Breakthrough discovery of fungal long non-coding RNA attack mechanism could enable greener, broad-spectrum disease-resistant rice and wheat varieties
Chinese scientists have uncovered a previously unknown molecular strategy used by rice blast fungus to attack crops, revealing how the pathogen disables plant immunity through an RNA-based “Trojan horse” mechanism, in a breakthrough that could reshape the future of crop disease management and sustainable agriculture.
The research, led by Sichuan Agricultural University and published in Nature, identifies a long non-coding RNA molecule used by the rice blast fungus to infiltrate rice cells and suppress the plant’s immune response, causing significant yield losses in one of the world’s most important staple crops.
Rice Blast: A Major Global Agricultural Threat
Rice blast is among the most destructive crop diseases globally, affecting rice plants by damaging leaves, stems, and grains, and reducing yields by an estimated 10 per cent to 30 per cent annually. The disease carries high strategic importance for China, the world’s largest rice producer, where rice remains a staple food for hundreds of millions of people.
China produced 209.04 million metric tonnes of rice in 2025, underscoring the scale of food security stakes tied to disease resistance breakthroughs.

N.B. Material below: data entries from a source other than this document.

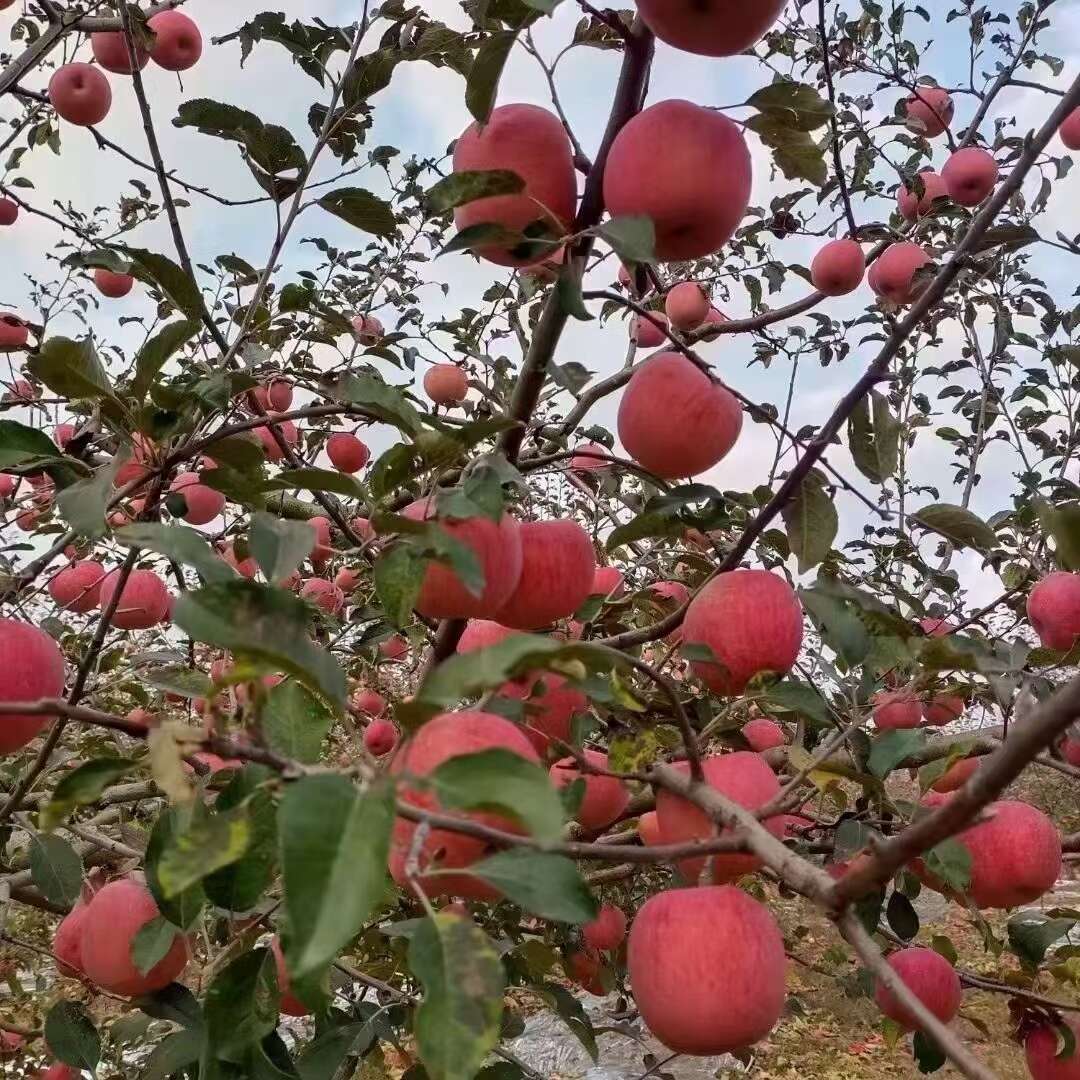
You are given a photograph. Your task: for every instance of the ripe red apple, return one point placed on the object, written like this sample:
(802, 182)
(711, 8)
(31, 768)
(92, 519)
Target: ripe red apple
(78, 586)
(113, 285)
(288, 1004)
(13, 331)
(581, 461)
(929, 110)
(895, 709)
(80, 94)
(380, 737)
(1041, 1050)
(607, 931)
(913, 206)
(687, 306)
(707, 969)
(177, 41)
(203, 502)
(498, 549)
(956, 775)
(530, 142)
(143, 604)
(1015, 855)
(1070, 130)
(930, 977)
(112, 919)
(970, 175)
(647, 333)
(674, 420)
(745, 779)
(606, 797)
(110, 50)
(557, 568)
(943, 709)
(446, 383)
(324, 594)
(696, 188)
(1053, 608)
(608, 581)
(710, 27)
(769, 617)
(347, 453)
(838, 268)
(892, 275)
(31, 669)
(763, 734)
(448, 736)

Discovery of a Molecular “Saboteur” Mechanism
Researchers identified a long non-coding RNA molecule from the fungus, named lnc117761, which acts as a biological infiltrator inside rice cells. Once inside, it binds to a key rice microRNA, miR5827, which normally functions as an immune regulator.
By neutralising this immune “guard”, the fungal RNA effectively disables the plant’s defence system, allowing infection to spread. Scientists described the interaction as a precise molecular-level “attack-defence battle”, where the pathogen actively suppresses host immunity from within.
A Universal Mechanism with Broad Implications
The study found that similar RNA interaction patterns exist across multiple plant and pathogen systems, suggesting that this mechanism may be evolutionarily conserved. This opens the possibility of developing broad-spectrum disease resistance strategies applicable beyond rice, including other staple crops such as wheat.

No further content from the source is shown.